Я вот написал тебе: „страшно и больно на все это смотреть…“ Но ты не думай, Полинка, будто мы тут запаниковали и готовы поднять лапки кверху. Микола Череда, с которым я по-прежнему летаю в паре, говорит: „ничего, мы этим гадам еще покажем, дайте нам только развернуться…“
Я тоже так думаю. Немцы ведь уже немало повоевали в Европе, поднакопили опыт, а мы только начали. Придет, придет и на нашу улицу праздник…
А теперь о себе. В прошлом письме я писал тебе, что лично не сбил еще ни одного фрица. И переживал от этого не знаю как. Теперь уже совсем не то, милая женушка. Теперь мне не стыдно смотреть людям в глаза: на моем личном счету уже три сбитых фрица, а как это произошло, я тебе сейчас опишу.

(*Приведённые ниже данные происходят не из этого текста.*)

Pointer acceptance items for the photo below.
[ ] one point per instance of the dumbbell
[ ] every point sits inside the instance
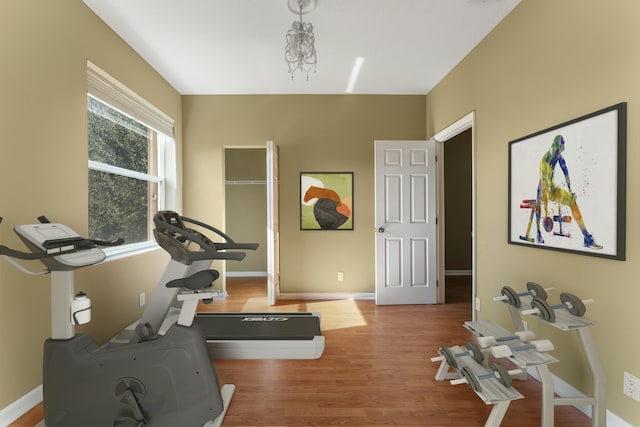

В первый раз произошло это 23 сентября, через два дня после того как я написал тебе первое письмо… Погода вдруг резко изменилась, тучи ушли, небо просветлело, и наши механики побежали к своим машинам. Всем было ясно, что через час-два, а то и меньше, эскадрилью поднимут в воздух. Но случилось это еще раньше. Мы сидели в столовой, доедая свой завтрак, болтали о том о сем, но вот вбегает в столовую авиатехник и кричит:
— Товарищи летчики, приказ — по самолетам!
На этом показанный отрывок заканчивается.